Editeur : La Salida n°38, avril à mai 2004
Auteur : Guilemette Fiot Ullmann
Tango de soie en devenir
Dix ans déjà, et que reste-t-il des amours du tango ? Eurent-ils beaucoup d’enfants et de petits enfants promis à un brillant avenir ? Dix ans d’association, c’est peut-être le moment de s’interroger sur le devenir d’une structure qui, peut-être, a fait long feu. « Tango de Soie » a affiché quelques ambitions, dont certaines ont trouvé un écho : l’accueil en résidence d’un nombre remarquable de danseurs, pour la plupart argentins à Lyon, a suscité un nombre non moins remarquable d’adhésions et de passions.

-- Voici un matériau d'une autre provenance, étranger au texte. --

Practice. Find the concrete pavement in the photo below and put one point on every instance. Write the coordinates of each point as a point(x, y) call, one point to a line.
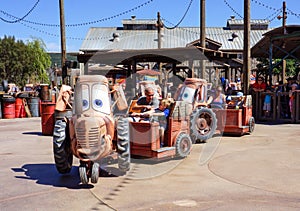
point(253, 172)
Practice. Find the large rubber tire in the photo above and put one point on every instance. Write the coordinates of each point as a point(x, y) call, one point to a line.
point(83, 174)
point(203, 124)
point(61, 147)
point(183, 145)
point(123, 144)
point(95, 173)
point(251, 124)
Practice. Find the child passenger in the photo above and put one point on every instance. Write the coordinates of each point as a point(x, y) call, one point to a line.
point(267, 103)
point(161, 115)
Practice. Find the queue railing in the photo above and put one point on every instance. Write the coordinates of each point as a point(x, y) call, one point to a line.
point(280, 108)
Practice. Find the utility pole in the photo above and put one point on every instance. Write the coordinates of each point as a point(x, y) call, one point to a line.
point(62, 33)
point(159, 27)
point(283, 17)
point(202, 23)
point(202, 36)
point(246, 51)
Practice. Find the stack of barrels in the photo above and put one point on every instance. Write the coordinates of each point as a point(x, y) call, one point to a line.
point(22, 105)
point(48, 99)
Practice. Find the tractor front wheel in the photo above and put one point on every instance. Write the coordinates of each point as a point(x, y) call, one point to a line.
point(123, 144)
point(251, 124)
point(203, 124)
point(61, 147)
point(183, 145)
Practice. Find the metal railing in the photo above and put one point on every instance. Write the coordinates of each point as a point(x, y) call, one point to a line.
point(280, 108)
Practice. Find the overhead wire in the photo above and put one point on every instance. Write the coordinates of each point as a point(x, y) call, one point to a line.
point(21, 19)
point(293, 13)
point(232, 9)
point(83, 23)
point(183, 17)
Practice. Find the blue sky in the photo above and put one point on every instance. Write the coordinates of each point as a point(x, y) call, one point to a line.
point(47, 12)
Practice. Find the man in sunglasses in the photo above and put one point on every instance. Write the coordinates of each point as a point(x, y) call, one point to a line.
point(260, 85)
point(148, 102)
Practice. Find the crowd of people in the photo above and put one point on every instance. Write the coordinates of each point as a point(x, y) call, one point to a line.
point(291, 86)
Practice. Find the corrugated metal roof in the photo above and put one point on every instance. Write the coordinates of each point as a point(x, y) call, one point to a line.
point(253, 21)
point(101, 38)
point(139, 21)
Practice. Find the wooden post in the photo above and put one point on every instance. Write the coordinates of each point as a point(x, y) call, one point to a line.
point(284, 17)
point(202, 36)
point(159, 26)
point(283, 70)
point(62, 32)
point(246, 52)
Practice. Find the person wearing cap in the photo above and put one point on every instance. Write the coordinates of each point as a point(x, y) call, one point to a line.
point(267, 103)
point(218, 100)
point(260, 85)
point(292, 96)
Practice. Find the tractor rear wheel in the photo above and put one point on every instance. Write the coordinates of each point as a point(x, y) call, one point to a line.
point(123, 144)
point(203, 124)
point(183, 145)
point(83, 173)
point(61, 147)
point(95, 173)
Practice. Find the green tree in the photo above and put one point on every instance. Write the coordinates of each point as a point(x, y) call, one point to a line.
point(21, 62)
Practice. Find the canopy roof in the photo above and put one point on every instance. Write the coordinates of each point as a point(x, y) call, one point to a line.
point(283, 45)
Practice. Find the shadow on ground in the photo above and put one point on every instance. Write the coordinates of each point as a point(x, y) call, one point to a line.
point(46, 174)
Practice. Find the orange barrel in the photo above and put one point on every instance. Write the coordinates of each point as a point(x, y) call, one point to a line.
point(34, 106)
point(8, 107)
point(19, 108)
point(45, 93)
point(47, 113)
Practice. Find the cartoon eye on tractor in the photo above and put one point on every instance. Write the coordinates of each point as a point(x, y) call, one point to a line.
point(89, 133)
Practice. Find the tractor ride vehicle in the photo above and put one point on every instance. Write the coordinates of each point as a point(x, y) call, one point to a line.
point(235, 119)
point(146, 139)
point(203, 120)
point(89, 133)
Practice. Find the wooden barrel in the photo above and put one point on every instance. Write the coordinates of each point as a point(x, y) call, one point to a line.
point(19, 108)
point(8, 107)
point(45, 93)
point(34, 107)
point(47, 113)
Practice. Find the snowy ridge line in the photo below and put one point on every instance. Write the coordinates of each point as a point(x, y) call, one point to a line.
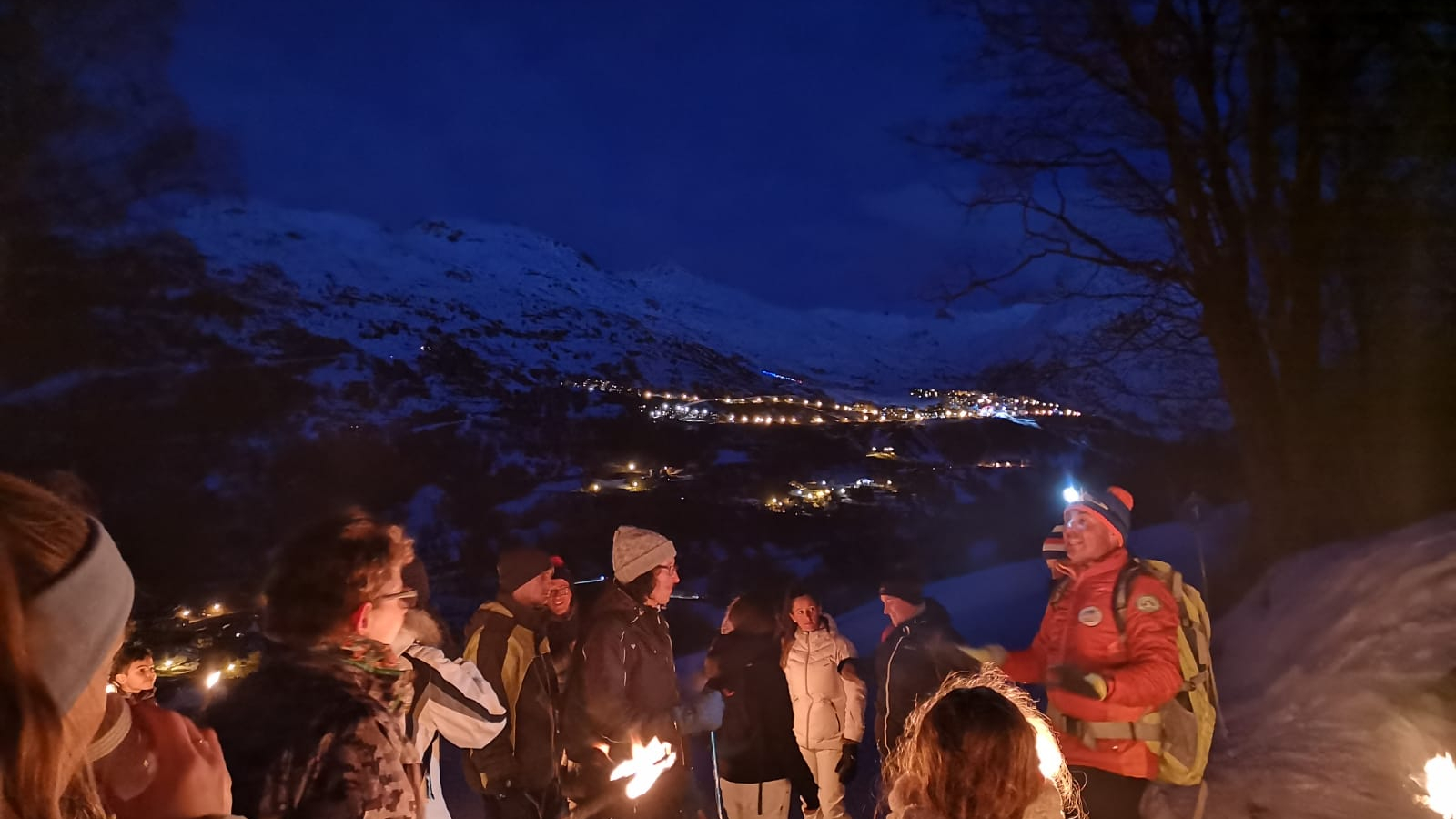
point(536, 309)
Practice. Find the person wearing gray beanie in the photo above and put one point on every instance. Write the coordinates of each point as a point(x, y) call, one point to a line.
point(638, 551)
point(625, 688)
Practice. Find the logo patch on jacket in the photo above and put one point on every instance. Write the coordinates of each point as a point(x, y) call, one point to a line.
point(1148, 603)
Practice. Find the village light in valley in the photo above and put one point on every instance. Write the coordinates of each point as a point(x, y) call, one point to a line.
point(647, 763)
point(1441, 785)
point(1048, 755)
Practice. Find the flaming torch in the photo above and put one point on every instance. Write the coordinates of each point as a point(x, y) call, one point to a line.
point(1441, 785)
point(647, 763)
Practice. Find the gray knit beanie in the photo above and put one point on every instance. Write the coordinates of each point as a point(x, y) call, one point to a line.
point(637, 551)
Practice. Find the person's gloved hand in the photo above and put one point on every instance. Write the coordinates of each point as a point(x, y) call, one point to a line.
point(513, 804)
point(848, 765)
point(1077, 681)
point(994, 654)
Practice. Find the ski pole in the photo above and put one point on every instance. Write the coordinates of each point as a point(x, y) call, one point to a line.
point(718, 787)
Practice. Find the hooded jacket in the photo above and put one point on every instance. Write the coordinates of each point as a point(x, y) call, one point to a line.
point(829, 709)
point(511, 652)
point(318, 733)
point(910, 665)
point(1140, 669)
point(756, 741)
point(1046, 806)
point(625, 687)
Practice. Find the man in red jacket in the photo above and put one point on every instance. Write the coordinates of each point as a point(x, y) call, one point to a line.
point(1103, 681)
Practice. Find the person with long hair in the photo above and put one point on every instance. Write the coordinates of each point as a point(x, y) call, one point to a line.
point(759, 761)
point(977, 749)
point(65, 599)
point(319, 729)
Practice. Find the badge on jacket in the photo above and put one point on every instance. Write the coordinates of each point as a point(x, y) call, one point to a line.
point(1148, 603)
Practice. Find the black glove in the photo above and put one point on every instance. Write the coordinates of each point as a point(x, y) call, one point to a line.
point(848, 763)
point(1077, 681)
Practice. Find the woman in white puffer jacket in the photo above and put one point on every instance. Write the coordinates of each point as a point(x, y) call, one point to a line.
point(829, 700)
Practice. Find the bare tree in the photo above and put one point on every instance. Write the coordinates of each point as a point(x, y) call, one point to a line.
point(89, 128)
point(1269, 178)
point(89, 123)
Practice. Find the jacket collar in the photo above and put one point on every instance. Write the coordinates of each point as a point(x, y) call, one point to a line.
point(1111, 562)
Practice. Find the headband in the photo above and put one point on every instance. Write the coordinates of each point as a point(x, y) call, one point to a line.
point(75, 624)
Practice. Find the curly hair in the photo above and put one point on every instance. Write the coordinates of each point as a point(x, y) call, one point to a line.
point(977, 749)
point(327, 571)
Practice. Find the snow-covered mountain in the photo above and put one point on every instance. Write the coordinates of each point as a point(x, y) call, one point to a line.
point(511, 309)
point(1337, 672)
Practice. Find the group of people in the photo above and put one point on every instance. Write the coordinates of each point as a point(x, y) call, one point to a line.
point(361, 682)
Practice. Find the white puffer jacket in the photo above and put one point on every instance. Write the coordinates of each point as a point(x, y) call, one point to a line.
point(829, 707)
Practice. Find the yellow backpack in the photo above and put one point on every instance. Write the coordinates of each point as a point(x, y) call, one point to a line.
point(1188, 719)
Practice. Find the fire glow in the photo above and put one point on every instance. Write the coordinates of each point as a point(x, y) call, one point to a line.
point(647, 763)
point(1441, 785)
point(1048, 755)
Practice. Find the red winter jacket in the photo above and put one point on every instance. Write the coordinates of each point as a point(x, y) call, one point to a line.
point(1140, 672)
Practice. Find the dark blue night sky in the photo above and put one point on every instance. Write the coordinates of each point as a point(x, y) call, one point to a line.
point(756, 142)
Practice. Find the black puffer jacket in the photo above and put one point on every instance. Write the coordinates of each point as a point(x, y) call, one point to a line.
point(625, 683)
point(910, 665)
point(510, 649)
point(756, 741)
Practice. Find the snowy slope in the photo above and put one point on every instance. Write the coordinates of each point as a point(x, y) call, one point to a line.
point(552, 307)
point(533, 310)
point(1004, 603)
point(1329, 673)
point(1329, 669)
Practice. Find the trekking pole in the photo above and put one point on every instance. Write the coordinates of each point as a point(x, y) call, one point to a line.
point(1220, 726)
point(718, 787)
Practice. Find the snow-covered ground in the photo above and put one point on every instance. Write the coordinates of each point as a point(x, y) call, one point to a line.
point(1329, 673)
point(1336, 671)
point(529, 305)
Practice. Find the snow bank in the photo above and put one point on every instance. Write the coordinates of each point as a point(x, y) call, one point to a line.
point(1004, 603)
point(1329, 673)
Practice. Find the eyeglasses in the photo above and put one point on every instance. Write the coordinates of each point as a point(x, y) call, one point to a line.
point(407, 596)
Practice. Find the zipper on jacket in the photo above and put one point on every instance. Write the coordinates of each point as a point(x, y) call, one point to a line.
point(890, 665)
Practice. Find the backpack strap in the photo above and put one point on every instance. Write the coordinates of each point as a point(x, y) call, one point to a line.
point(1120, 591)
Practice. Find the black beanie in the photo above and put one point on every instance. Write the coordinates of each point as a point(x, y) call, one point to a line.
point(905, 588)
point(517, 566)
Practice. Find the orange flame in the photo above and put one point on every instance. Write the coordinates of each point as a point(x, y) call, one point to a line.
point(1441, 785)
point(647, 763)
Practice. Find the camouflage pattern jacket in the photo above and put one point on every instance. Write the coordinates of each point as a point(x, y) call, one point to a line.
point(318, 733)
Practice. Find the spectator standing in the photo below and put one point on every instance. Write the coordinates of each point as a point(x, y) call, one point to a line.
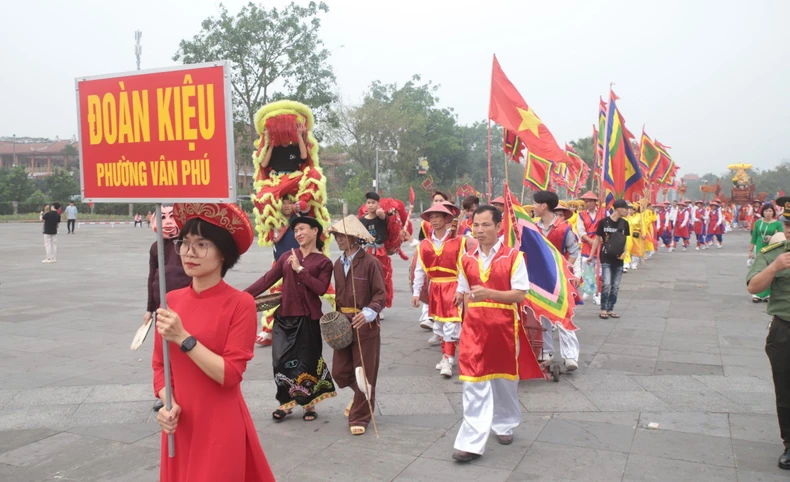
point(51, 220)
point(71, 217)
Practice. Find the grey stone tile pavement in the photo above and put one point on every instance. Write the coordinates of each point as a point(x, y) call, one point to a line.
point(686, 355)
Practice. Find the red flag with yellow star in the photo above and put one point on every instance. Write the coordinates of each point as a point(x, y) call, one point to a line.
point(508, 109)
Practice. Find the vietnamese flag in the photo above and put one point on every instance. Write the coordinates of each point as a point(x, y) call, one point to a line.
point(508, 109)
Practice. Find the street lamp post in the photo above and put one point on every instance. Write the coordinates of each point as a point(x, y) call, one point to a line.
point(376, 182)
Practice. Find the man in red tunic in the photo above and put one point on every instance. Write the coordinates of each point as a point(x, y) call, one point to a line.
point(437, 258)
point(489, 360)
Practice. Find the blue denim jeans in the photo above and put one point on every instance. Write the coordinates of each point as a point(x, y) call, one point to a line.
point(610, 285)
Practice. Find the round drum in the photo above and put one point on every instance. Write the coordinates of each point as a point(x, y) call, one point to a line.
point(336, 330)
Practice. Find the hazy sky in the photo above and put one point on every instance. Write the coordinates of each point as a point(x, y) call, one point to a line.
point(711, 78)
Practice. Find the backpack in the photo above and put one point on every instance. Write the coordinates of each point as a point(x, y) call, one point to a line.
point(614, 246)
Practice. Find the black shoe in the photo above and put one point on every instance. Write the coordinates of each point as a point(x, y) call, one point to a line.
point(784, 460)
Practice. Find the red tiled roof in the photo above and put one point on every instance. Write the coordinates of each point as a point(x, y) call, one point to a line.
point(39, 148)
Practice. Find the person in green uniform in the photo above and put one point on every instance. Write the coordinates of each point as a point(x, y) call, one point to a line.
point(771, 269)
point(763, 229)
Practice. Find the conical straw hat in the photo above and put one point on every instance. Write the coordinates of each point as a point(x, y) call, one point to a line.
point(353, 227)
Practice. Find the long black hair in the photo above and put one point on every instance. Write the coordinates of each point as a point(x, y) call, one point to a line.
point(220, 237)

« Tango de Soie » a toujours tiré vers le haut, en exigence, en qualité. Elle s’est donnée les moyens de progresser, de s’agrandir. Aujourd’hui, elle s’interroge, et elle est en droit de le faire, sur son statut. Entre ce qui pourrait n’être qu’un simple lieu de rencontres, où le tango ne serait que prétexte, et ce qui tend à devenir un centre culturel, jetant des passerelles entre les diverses disciplines du tango, dix ans de travail ont tenté de donner à « Tango de Soie » une direction ambitieuse. Aujourd’hui, la structure est toujours sous le même statut, associatif, qui lui correspond de moins en moins ; elle éprouve cependant des difficultés légitimes à franchir le pas, à se transformer en une véritable entreprise culturelle. Des changements sont intervenus : pousser une grosse machine sur le dos de bénévoles n’est plus envisageable ; assumer des ambitions sur le budget des cours de danse est impensable.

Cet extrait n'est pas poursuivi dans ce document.